The end of the eighties is generally considered the end of Prince’s golden period, but what came after is still studded with great records and important moments. His long-running saga with Warner Bros saw him take up the moniker of an unpronounceable symbol and pull his sound into ever more experimental places as he tried to make himself as commercially unviable as possible. He’d give interviews with his face shrouded by a scarf and perform with “slave” written across his features as he pulled the industry that took advantage of so many of his black heroes deep into the trenches. But his pre and post-emancipation from Warner Bros also gave us everything from off-the-cuff rock (Chaos and Disorder), to wild jazz fusion (N.E.W.S), to dapper pop (Musicology). To just about everyone who saw Prince in the flesh, his was the best live show in the world. And as he engaged in an Ali/Frazier-like rivalry with the internet, what is sometimes forgotten is that Prince was a digital pioneer, releasing several online-only albums as early as 2003.

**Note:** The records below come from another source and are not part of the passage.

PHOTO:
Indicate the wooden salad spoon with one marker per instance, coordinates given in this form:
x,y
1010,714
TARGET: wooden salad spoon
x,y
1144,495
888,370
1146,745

More so than any pop star, I remember Prince feeling dangerous and somewhat forbidden – an artist that rejected all the gender conventions and socio-cultural codes that were forcefully programmed into us as kids that I’d spend years trying to remove. When I was around six years old, I woke up one morning just before dawn. The television in the living room had been left on MTV and among the videos on the overnight rotation was ‘Sexy MF’. It was probably the first time I’d seen a man be that feminine and raunchy and beautiful, it left a deep imprint on my brain. When he played his gig at Malahide Castle in 2011, the only rain we got was a small shower during ‘Purple Rain’. It felt like he used his powers to do that.

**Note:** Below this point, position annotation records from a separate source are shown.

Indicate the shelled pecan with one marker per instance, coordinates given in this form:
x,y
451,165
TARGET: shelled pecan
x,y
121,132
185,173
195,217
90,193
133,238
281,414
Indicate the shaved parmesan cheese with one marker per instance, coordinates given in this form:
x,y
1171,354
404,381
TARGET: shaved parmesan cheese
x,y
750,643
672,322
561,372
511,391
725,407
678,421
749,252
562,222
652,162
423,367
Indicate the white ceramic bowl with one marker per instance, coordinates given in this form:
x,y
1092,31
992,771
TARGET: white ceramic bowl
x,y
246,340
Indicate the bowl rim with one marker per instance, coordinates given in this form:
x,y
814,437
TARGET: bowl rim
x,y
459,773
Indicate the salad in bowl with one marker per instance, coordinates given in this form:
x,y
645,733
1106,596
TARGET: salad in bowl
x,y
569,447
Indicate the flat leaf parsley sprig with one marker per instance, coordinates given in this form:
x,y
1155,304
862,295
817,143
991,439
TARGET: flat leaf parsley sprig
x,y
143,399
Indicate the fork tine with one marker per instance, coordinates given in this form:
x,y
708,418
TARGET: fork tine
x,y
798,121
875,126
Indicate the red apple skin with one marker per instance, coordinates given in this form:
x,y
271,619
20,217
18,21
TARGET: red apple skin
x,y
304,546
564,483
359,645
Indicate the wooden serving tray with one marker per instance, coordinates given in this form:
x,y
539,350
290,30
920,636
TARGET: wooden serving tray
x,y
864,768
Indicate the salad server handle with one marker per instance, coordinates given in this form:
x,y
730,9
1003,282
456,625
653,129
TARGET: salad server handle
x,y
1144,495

I guess to be in his company felt a little magical. How could it not? The Purple One had the presence to match being one of the greatest songwriters, guitarists, producers, live performers and album makers we’ve ever seen. He was all that and the coolest man on the planet to boot – a neon-lit mastermind who spent his whole life bringing his spellbinding sorcery to the world, but who left us all too soon.

It’s why Prince stands alone as my favourite artist of all time. He always will.